7 Naive Marketing Mistakes That Make Me So Angry – Part 1

Because of what I do, I'm constantly studying other people's online marketing. I have folders in my email system filled with mail pieces and campaigns. It's my private library of ideas.
Some of the ones I collect I really like and keep for future reference. Others pain me to no end. Seeing the mistakes people make because they just don't know is a big concern. They've worked so hard to get these out there then, for lack of knowledge, kill their chances of making the impact I'm sure they wanted to make.
Let me share with you things I've see.
Lesson #1 - Pricing Is ALWAYS About Perceived Value
Way too frequently I see business owners price their products and services way too low. This happens for a number of reasons:
- They price themselves based on their cost of doing business.
- They price themselves to serve the lower end of the market they believe is under served.
- They price themselves below more established players in the market.
- They need money badly and figure dropping their price is a quick way to get money.
Often times, their flawed pricing is based on erroneous thinking about how people buy. This was my mistake big time when I opened up shop. I'm a logical buyer who studies everything in detail. Come to find out after a long time trying that I'm the minority. Few people are as thorough and research oriented in their buying as I am. So I had to learn to not provide extremely long discoursed about minute descriptions that no one really cares about. I had to stop going into all the features I would be including in my solutions and focus on the benefits the customer would be getting from working with me. A friend of mine stresses that people don't want a drill. They want the hole you bore with the drill. You have to focus on that benefit they get.
This way of thinking was so counter-intuitive to me. It has enabled me to up my pricing because people see that benefit and value what they get more than features.
Unless sales is your profession and you have a ton of pricing experience, get an outside voice. Even if you are an expert in those fields, get an outside voice. Work with others who have the experience. If you don't have access to some experts, run your pricing by anyone who will help. Then do it some more with other people.
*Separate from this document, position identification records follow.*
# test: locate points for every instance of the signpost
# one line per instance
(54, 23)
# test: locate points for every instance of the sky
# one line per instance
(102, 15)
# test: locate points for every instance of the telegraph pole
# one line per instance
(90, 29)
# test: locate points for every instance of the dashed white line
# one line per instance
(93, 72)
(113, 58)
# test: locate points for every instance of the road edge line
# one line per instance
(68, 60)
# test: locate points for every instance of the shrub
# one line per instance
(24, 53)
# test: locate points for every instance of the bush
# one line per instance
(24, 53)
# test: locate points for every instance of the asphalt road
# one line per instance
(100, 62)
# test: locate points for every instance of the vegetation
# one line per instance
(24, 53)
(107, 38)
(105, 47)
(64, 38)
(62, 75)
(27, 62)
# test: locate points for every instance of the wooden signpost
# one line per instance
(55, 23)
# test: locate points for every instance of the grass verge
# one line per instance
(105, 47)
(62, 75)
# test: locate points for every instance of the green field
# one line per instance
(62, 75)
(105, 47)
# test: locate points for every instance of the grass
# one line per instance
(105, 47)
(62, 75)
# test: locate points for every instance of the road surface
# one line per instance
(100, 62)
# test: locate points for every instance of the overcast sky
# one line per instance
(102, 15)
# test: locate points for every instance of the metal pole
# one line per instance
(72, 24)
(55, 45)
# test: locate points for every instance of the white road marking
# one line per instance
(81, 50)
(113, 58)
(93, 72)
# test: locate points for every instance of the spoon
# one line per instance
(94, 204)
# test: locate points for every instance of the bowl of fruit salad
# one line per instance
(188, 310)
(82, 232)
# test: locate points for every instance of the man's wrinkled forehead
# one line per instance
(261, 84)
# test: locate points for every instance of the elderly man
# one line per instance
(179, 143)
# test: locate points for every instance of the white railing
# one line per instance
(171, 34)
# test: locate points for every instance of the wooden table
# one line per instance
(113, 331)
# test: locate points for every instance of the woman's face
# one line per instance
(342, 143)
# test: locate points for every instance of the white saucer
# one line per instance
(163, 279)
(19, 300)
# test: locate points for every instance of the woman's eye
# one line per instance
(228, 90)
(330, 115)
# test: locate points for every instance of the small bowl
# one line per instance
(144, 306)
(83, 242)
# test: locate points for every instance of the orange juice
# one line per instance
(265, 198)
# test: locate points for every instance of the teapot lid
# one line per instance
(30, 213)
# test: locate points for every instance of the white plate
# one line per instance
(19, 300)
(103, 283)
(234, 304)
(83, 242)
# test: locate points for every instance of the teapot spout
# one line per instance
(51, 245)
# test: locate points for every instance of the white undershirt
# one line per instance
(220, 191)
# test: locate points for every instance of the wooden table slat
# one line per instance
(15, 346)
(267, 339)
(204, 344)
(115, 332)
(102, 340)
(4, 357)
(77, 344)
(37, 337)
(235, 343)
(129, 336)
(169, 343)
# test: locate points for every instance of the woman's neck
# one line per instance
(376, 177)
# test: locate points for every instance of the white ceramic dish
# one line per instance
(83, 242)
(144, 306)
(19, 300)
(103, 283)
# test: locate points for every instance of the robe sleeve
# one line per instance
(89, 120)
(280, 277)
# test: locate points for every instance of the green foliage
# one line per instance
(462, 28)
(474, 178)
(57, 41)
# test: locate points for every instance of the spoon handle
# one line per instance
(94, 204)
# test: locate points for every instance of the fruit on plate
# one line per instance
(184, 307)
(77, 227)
If you are going to get a coach, this would be a top area where I would focus. Pricing is so key to the success of a business that you cannot put too much emphasis on it. It can make the difference between your business barely surviving (or not surviving at all) and thriving.
Lesson #2 - Make Yourself Stand Out...Make Yourself Remarkable.
I run into business owners often who's message sounds just like every one else in their field. You can't tell them apart from the Next guy.
If you follow my blog, you'll see reference this book, Purple Cow: Transforming Your Business by Being Remarkable by Seth Godin. (Click here to read my article specifically on this book.) His main point is you MUST figure out a way to get noticed or perish. Goden's book title came from his trip to France where he drove the countryside with his family. Initially, they were amazed by all the cows. Then after a few hours, they were just...cows. His point is that to stand out among all those cows, you had to become that purple cow. There is so much competing for your buyer's attention that you MUST figure out a way to get yourself noticed.
I can't stress enough how important it is to differentiate yourself even in the simplest way. You must be different, noticeable...remarkable. What is it about you that makes you a purple cow?
And as business owners, we need to know intimately what, if anything, makes us remarkable. And if you don't know or don't believe you are remarkable in some way, either quit while you're ahead or keep working on it and work on it hard. Your unique "remarkable-ness" is what will get people to notice you so you become that coveted Purple Cow.
Lesson #3 - What Used to Work Continues to Work
It's interesting to watch people approach Internet marketing like it's completely different from what was happening before the Internet was invented.
A lot of what used to work offline, works perfectly well online. For example, if you as old as I am, you'll remember direct response sales letter. They'd come in the mail. It would be a long discourse telling you about something with a sales pitch built in it. If you read long sales letters on a web page, the best ones follow formats that were perfected decades back. I still one of these in the mail every once in a while. Someone is thinking that all our empty mailboxes are sales opportunities to them.
Record clubs from back in the 70's and 80's got people hooked with an inexpensive first sale and then racked in the monthly recurring revenue that followed. I remember forms in magazines that would show you where to tape you four quarters. You would get your first set of a dozen records for $1 then they would send you a record a month charging you regular record prices. This model is timeless.
There are proven methods that get adjusted here and there to accommodate medias and ways people buy today, but they are timeless models that will likely be around forever.